Refrigerator appliance 100 may further include a spacer 260. Spacer 260 may be provided within mullion 132. In detail, spacer 260 may be provided within receiving space 126 at least partially defined by casing 120. Spacer 260 may be located adjacent to connector 240, e.g., along the transverse direction T. For instance, spacer 260 may be provided behind connector 240 (e.g., along the transverse direction T) away from inner face 1291 of contact surface 129. Accordingly, spacer 260 may bias connector 240 toward inner face 1291 of contact surface 129. Advantageously, thermally conductive connector 240 may maintain contact with inner face 1291 of contact surface 129, ensuring proper heat transfer from hot fluid portion 198 to contact surface 129, eliminating condensation and moisture formation thereon.

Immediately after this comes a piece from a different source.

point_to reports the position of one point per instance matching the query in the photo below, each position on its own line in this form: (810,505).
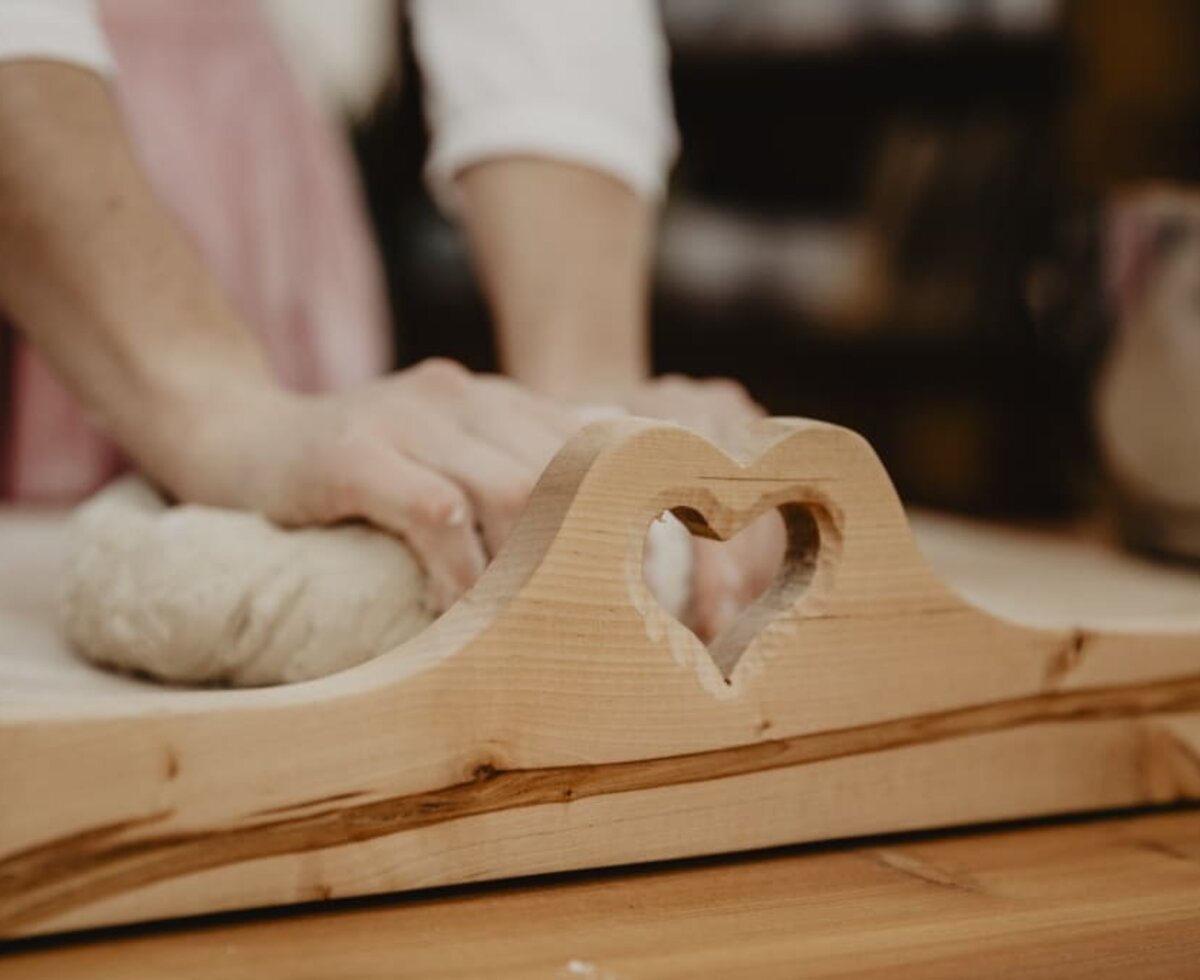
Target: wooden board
(558,719)
(1116,899)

Spacer 260 may be a single spacer 260, or may include several spacers 260 spaced apart from each other along the lateral direction L. Moreover, spacer 260 may be formed from a foam material. In detail, spacer 260 may include one or more resilient materials capable of maintaining pressure against connector 240, e.g., along the transverse direction T. In some embodiments, spacer 260 contains one or more insulating materials. Thus, the heat from hot fluid portion 198 may be directed more efficiently toward connector 240, and subsequently to inner face 1291 of contact surface 129.

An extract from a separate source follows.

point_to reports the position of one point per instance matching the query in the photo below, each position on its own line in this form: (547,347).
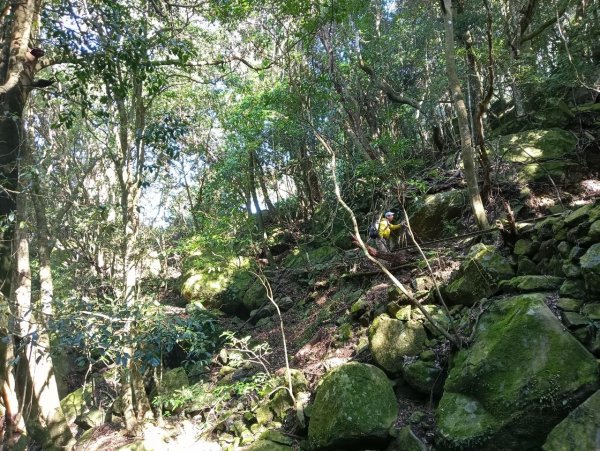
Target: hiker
(388,240)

According to the described embodiments, a sealed refrigerant system within a refrigerator appliance may include a hot gas portion containing relatively heated gas from a compressor. The hot gas portion may be located at or near a contact surface of a casing of the refrigerator appliance, such as where a door of the refrigerator appliance contacts and seals one or more chilled chambers thereof. The hot gas portion may include two or more tube sections through which the heated gas flows, forming a loop thereof. The refrigerator appliance may include a connector that connects each of the two or more tube sections together, forming a planar contact area having a larger surface area than the individual tube sections alone. The connector may be made from a thermally conductive material. Accordingly, heat from the heated gas flowing through the two or more tube sections may be transferred to the connector. From the connector, the heat may be transferred to the contact surface of the casing of the refrigerator appliance. The heat may prevent a build up of condensation or other moisture, thus increasing the seal of the door and the casing and increasing the retention of cool air within the one or more chilled chambers.
This written description uses examples to disclose the invention, including the best mode, and also to enable any person skilled in the art to practice the invention, including making and using any devices or systems and performing any incorporated methods. The patentable scope of the invention is defined by the claims, and may include other examples that occur to those skilled in the art. Such other examples are intended to be within the scope of the claims if they include structural elements that do not differ from the literal language of the claims, or if they include equivalent structural elements with insubstantial differences from the literal languages of the claims.